Koop served as chairman of the National Safe Kids Campaign and as an adviser to President Bill Clinton’s health care reform plan.
At a congressional hearing in 2007, Koop spoke about political pressure on the surgeon general post. He said Reagan was pressed to fire him every day, but Reagan would not interfere.
Koop, worried that medicine had lost old-fashioned caring and personal relationships between doctors and patients, opened his institute at Dartmouth to teach medical students basic values and ethics. He also was a part-owner of a short-lived venture, drkoop.com, to provide consumer health care information via the Internet.
Koop was born in the New York City borough of Brooklyn, the only son of a Manhattan banker and the nephew of a doctor. He said by age 5 he knew he wanted to be a surgeon and at age 13 he practiced his skills on neighborhood cats.
He attended Dartmouth, where he received the nickname Chick, short for “chicken Koop.” It stuck for life.
Koop received his medical degree at Cornell Medical College, choosing pediatric surgery because so few surgeons practiced it.
In 1938, he married Elizabeth Flanagan, the daughter of a Connecticut doctor. They had four children — Allen, Norman, David and Elizabeth. David, their youngest son, was killed in a mountain climbing accident when he was 20.
Koop was appointed surgeon-in-chief at Children’s Hospital in Philadelphia and served as a professor at the University of Pennsylvania School of Medicine.
He pioneered surgery on newborns and successfully separated three sets of conjoined twins. He won national acclaim by reconstructing the chest of a baby born with the heart outside the body.

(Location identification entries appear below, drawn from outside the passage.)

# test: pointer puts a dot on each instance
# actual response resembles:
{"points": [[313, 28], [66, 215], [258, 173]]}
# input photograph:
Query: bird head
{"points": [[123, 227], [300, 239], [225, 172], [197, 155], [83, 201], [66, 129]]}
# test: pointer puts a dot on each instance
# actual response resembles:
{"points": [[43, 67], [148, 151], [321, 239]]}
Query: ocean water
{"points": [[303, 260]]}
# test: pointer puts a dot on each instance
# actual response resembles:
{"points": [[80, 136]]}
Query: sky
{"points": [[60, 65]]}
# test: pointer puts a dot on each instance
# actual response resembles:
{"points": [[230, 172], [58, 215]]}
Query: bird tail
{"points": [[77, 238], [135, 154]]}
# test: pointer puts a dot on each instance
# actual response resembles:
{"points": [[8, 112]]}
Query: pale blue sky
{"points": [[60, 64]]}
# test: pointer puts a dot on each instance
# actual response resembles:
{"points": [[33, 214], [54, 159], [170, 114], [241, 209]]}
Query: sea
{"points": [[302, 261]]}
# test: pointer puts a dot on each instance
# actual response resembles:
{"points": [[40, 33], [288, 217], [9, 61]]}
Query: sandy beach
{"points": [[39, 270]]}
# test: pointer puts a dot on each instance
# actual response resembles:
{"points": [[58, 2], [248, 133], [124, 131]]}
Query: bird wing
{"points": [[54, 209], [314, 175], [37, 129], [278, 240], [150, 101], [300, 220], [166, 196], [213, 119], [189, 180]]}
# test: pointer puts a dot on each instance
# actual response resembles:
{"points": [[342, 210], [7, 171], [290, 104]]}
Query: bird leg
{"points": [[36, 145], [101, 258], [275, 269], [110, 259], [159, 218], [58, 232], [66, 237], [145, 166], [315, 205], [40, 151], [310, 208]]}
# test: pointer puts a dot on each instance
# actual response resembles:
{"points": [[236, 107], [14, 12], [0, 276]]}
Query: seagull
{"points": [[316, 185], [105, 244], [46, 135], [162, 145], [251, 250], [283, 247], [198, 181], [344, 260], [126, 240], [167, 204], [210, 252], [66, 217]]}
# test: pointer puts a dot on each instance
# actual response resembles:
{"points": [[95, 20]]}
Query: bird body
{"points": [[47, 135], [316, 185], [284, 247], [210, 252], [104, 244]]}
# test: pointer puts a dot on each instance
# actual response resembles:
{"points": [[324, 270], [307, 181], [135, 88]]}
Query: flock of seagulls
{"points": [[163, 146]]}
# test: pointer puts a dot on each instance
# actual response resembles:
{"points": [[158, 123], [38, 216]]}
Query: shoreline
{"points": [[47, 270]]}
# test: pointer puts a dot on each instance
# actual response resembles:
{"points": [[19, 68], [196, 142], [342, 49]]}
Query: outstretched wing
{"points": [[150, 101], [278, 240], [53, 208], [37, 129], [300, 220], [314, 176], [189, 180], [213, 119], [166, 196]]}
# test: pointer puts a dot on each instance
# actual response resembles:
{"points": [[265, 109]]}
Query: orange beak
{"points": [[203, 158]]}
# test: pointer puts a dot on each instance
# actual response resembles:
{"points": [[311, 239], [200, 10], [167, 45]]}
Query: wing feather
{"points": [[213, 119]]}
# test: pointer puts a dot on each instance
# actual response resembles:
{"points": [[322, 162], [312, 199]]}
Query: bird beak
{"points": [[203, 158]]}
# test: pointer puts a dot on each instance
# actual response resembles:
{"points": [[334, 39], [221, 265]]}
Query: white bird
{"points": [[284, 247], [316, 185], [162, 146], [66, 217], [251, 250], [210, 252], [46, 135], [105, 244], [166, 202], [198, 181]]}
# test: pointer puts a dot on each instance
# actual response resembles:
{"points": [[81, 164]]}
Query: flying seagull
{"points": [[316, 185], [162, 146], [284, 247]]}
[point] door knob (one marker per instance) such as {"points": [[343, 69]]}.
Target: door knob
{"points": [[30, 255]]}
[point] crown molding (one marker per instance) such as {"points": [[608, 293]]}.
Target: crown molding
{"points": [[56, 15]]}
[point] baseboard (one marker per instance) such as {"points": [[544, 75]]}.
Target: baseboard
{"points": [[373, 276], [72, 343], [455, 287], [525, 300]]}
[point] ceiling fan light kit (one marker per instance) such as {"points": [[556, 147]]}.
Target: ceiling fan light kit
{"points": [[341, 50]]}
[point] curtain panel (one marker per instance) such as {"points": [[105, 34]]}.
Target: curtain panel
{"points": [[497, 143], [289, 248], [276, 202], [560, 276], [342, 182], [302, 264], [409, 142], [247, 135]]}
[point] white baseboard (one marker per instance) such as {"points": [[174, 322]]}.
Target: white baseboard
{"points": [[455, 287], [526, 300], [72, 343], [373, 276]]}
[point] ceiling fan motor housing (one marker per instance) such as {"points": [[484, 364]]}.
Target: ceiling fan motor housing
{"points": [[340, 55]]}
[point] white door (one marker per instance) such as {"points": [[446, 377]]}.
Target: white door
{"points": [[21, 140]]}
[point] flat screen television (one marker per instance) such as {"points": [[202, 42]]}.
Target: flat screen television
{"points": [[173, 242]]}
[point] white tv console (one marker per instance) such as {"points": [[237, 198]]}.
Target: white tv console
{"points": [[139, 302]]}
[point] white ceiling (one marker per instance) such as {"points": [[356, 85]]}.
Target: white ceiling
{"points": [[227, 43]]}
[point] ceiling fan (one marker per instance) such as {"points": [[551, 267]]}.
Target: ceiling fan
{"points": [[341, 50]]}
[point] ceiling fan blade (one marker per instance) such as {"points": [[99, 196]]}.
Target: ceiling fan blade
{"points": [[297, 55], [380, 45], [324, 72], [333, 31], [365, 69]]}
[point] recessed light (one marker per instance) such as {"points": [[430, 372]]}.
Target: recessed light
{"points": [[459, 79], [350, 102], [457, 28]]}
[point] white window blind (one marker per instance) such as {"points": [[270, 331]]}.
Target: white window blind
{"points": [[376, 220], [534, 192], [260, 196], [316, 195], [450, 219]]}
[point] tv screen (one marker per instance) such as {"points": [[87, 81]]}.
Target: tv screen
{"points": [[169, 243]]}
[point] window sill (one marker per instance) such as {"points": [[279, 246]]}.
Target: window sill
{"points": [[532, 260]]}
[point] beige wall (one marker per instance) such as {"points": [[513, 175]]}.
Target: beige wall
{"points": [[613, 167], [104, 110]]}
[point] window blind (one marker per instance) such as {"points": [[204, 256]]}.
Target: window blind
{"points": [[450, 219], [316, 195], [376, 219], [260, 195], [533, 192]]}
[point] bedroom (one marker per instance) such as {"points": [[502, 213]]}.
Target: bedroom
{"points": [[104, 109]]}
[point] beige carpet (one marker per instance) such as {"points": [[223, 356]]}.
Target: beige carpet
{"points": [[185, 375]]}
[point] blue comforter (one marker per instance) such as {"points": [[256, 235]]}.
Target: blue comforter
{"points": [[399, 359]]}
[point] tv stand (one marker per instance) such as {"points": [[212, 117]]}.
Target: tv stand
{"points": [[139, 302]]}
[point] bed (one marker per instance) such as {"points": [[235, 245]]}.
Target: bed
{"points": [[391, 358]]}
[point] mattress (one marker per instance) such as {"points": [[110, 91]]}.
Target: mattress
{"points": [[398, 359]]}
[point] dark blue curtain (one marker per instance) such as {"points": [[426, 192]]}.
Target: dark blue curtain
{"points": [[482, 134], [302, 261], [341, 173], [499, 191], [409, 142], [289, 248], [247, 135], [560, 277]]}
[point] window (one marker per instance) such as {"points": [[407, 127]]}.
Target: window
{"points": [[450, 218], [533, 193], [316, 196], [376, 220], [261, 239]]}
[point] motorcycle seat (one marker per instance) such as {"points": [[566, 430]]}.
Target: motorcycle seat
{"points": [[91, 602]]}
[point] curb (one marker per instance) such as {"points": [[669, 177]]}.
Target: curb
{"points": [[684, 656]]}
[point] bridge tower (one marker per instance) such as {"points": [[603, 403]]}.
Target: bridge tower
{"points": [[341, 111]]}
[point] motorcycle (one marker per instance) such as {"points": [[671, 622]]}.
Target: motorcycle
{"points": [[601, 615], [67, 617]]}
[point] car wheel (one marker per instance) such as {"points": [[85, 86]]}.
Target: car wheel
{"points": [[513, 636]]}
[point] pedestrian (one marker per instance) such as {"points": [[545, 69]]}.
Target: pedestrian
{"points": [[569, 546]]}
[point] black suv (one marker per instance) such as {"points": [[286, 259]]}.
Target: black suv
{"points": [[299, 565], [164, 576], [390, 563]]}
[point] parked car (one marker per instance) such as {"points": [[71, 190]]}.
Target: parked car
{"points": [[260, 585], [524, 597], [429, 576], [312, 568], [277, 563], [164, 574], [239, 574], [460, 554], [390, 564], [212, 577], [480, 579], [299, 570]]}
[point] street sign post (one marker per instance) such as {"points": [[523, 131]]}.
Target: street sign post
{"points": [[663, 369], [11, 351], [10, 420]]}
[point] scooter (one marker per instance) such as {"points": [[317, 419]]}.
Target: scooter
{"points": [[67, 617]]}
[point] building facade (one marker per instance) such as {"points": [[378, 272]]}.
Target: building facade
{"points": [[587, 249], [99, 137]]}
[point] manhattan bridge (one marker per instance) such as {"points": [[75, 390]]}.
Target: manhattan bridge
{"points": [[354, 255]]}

Although raised as a Baptist, he was drawn to a Presbyterian church near the hospital, where he developed an abiding faith. He began praying at the bedside of his young patients — ignoring the snickers of some of his colleagues.
Koop’s wife died in 2007, and he married Cora Hogue in 2010.
He was by far the best-known surgeon general, and for decades afterward was still a recognized personality.
“I was walking down the street with him one time” about five years ago, recalled Dr. George Wohlreich, director of the College of Physicians of Philadelphia, a medical society with which Koop had longstanding ties. “People were yelling out, ‘There goes Dr. Koop!’ You’d have thought he was a rock star.”